Denkmal/Gedenkstätte

Carl-Benz-Denkmal

Augustaanlage 9, 68165 Mannheim-Oststadt

Highlights

  • Das Carl-Benz-Denkmal in Mannheim-Oststadt wurde 1933 eingeweiht und zeigt den Automobilpionier in schlichtem Arbeitskittel.
  • Es ist eines der ersten Denkmäler für einen Techniker und nicht für einen Herrscher oder Künstler in Deutschland.
  • Das Relief trägt die Lebensdaten von Carl Benz sowie die Symbole der Stifter, darunter ADAC und AvD.

Tipps

  • Das Denkmal ist barrierefrei erreichbar und befindet sich direkt an der Augustaanlage in Mannheim-Oststadt.
  • Ein Foto des historischen Benz-Dreirads ist vor Ort möglich, da eine Bronzenachbildung aufgestellt ist.
  • Öffentliche Verkehrsmittel: Haltestelle Wasserturm oder Am Friedrichsplatz der VRN nutzen.

Eigenschaften

Bildung Kulturell Ganzjährig

Über Carl-Benz-Denkmal

Das Carl-Benz-Denkmal in der Augustaanlage der Mannheimer Oststadt ist ein bedeutendes Kulturdenkmal und erinnert an den Pionier des Automobilbaus, Carl Benz. Es wurde 1933 eingeweiht und zählt zu den frühesten Denkmälern, die einem Techniker gewidmet wurden. Entworfen vom Karlsruher Professor Max Laeuger, orientiert sich die Gestaltung des Reliefs an ägyptischer und assyrischer Monumentalkunst.

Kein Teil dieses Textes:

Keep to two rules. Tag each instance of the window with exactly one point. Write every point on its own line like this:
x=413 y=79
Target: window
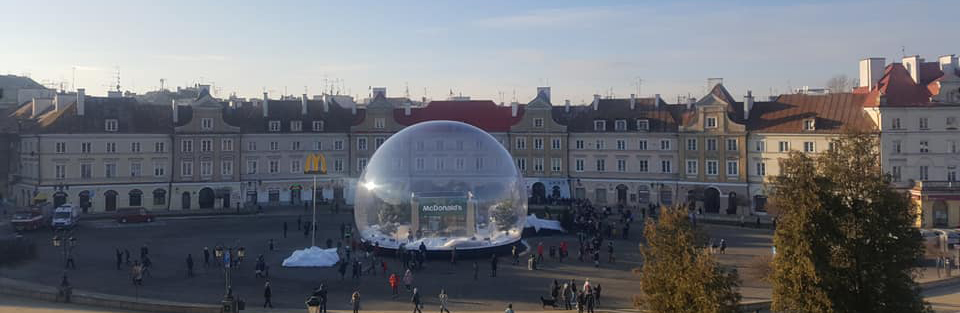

Auf der Vorderseite ist Carl Benz im Arbeitskittel dargestellt, der auf einen stilisierten Dreirad-Motorwagen zeigt. Die Lebensdaten des Erfinders sowie Hinweise auf seine bahnbrechende Erfindung des ersten Automobils ergänzen die monumentale Steinplatte.

Auf der Rückseite des Denkmals sind die Namen und Symbole der Stifter zu finden – unter anderem der Reichsverband der Automobilindustrie, der ADAC sowie verschiedene Automobilvereine. Ein Relief eines Rennwagens aus den 1930er Jahren unterstreicht die technische Tradition, die mit Benz’ Erfindung einsetzte. Vor dem Denkmal steht seit einigen Jahren eine Bronzenachbildung des ersten Benz-Motorwagens, die als zusätzlicher Bezug zur Automobilgeschichte dient. Ursprünglich befand sich an dieser Stelle die erste Werkstatt von Carl Benz im Quadrat T 6, die heute durch einen Neubau ersetzt ist. Lediglich das Einfahrtstor erinnert mit einem Metallschattenriss des ersten Fahrzeugs an die historische Bedeutung des Ortes.

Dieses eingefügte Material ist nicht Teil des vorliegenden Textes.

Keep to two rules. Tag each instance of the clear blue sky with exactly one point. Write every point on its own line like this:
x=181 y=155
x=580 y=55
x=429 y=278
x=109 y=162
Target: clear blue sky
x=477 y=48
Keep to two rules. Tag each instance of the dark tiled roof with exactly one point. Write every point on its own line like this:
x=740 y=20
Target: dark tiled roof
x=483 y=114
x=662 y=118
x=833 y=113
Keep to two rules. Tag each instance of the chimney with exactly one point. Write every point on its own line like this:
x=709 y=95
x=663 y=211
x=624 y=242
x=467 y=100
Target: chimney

Das Denkmal wurde im Laufe der Jahre durch Umwelteinflüsse, insbesondere durch Autoabgase, stark beeinträchtigt. Eine umfassende Sanierung im Jahr 2000 durch den Verein Stadtbild ermöglichte es, die ursprüngliche Gestaltung und die Schriftzüge wieder sichtbar zu machen. Obwohl ursprünglich eine Versetzung im Zuge der Umgestaltung der Augusta-Anlage geplant war, steht das Monument weiterhin an seinem historischen Standort. Die Gestaltung des Denkmals löste bei der Enthüllung unterschiedliche Reaktionen aus – selbst Bertha Benz soll spöttisch bemerkt haben, ihr Mann habe nie einen solchen Kittel getragen. Heute ist das Denkmal barrierefrei zugänglich und befindet sich unter Denkmalschutz.

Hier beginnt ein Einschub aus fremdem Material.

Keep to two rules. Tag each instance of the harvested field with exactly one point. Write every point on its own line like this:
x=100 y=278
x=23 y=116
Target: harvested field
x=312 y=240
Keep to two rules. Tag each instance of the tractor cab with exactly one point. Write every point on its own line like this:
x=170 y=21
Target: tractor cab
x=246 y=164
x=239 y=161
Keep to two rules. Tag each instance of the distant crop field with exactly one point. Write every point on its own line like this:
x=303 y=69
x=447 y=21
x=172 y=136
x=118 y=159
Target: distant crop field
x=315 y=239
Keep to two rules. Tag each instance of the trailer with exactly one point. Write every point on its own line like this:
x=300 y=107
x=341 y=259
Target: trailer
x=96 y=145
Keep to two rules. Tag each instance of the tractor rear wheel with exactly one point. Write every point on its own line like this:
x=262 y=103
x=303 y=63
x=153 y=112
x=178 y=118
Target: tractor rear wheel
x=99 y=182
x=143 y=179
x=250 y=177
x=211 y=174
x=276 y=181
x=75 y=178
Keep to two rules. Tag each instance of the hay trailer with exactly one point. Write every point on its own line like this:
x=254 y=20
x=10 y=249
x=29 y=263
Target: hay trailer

Das Carl-Benz-Denkmal gilt als wichtiger Bezugspunkt für die Industriekultur der Region Rhein-Neckar. Es wird vom Verein Rhein-Neckar-Industriekultur e. V. betreut, der sich auch für die Erhaltung und Vermittlung industriekulturellen Erbes engagiert. Gäste loben den historischen Wert des Ortes, kritisieren jedoch gelegentlich die schlichte Gestaltung des Reliefs. Dennoch wird der Ort als sehenswert und informativ wahrgenommen, insbesondere für Interessierte der Automobilgeschichte und regionalen Technikentwicklung. Die zentrale Lage in der Augustaanlage in unmittelbarer Nähe zum Wasserturm macht es zu einem markanten Wegpunkt in Mannheims Oststadt.